Katie - This is our Halloween show so I’ve got to ask: have you ever seen any correlation between the time of year and these sorts of experiences?
Chris - One of the main causes of paranormal experiences is people trying to cultivate them. So, if people are out and about and they’re sitting in haunted houses and so on, I think it’s very likely that they’ll have more of those experiences now than at any other time of the year.
But the sobering thing to keep in mind is we run a trial with our own undergraduate students, where we have them come into our university departments one evening late in November to do a haunting investigation and, very often, phenomena occur.

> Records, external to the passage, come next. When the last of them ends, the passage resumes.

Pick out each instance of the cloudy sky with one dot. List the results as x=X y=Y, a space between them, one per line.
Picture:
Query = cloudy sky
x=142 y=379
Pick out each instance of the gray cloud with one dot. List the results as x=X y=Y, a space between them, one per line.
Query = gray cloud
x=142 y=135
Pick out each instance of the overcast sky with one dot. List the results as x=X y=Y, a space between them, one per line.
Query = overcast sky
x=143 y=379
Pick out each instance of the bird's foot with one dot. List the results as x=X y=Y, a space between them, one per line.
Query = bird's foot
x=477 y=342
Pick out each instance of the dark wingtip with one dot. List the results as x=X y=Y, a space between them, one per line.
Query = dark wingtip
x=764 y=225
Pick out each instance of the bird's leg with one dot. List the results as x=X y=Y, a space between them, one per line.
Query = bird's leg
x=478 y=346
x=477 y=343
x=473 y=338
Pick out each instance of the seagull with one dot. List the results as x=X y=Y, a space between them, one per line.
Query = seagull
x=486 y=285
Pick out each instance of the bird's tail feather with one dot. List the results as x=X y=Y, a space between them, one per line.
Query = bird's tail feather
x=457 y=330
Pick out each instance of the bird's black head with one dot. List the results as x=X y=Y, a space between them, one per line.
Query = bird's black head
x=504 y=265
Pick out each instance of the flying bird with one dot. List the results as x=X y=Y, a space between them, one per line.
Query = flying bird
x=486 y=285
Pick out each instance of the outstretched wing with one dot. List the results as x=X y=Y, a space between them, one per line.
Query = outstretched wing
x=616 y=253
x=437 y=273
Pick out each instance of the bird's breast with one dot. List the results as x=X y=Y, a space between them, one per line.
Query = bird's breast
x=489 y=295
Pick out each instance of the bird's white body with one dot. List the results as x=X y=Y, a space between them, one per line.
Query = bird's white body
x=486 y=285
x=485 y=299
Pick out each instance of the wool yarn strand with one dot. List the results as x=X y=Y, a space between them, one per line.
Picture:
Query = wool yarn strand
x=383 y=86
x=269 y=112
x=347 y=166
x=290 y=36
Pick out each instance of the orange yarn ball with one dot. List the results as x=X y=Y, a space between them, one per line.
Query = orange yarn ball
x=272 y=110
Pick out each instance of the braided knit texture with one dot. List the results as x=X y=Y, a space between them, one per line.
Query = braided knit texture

People see things, the building creaks, they get cold gusts of wind and things, but the exercise is all about introducing them to how the psychology changes in a familiar place under unusual circumstances. It’s to introduce them to the idea that the mind can play lots of tricks on us.
Katie - So is this the idea of your bedroom at night might seem much more scary compared to your bedroom in the day?
Chris - Definitely. If you actually care to monitor it, you’ll hear that there are as many weird creaks and sounds in the daytime as at nighttime. It’s just at nighttime, they take on this ominous character when, really, it’s just typically the building cooling down and the building just shifting slightly as a result. But, straightaway, that isn’t just a creak, it’s a tap or a wrap or it’s a footstep.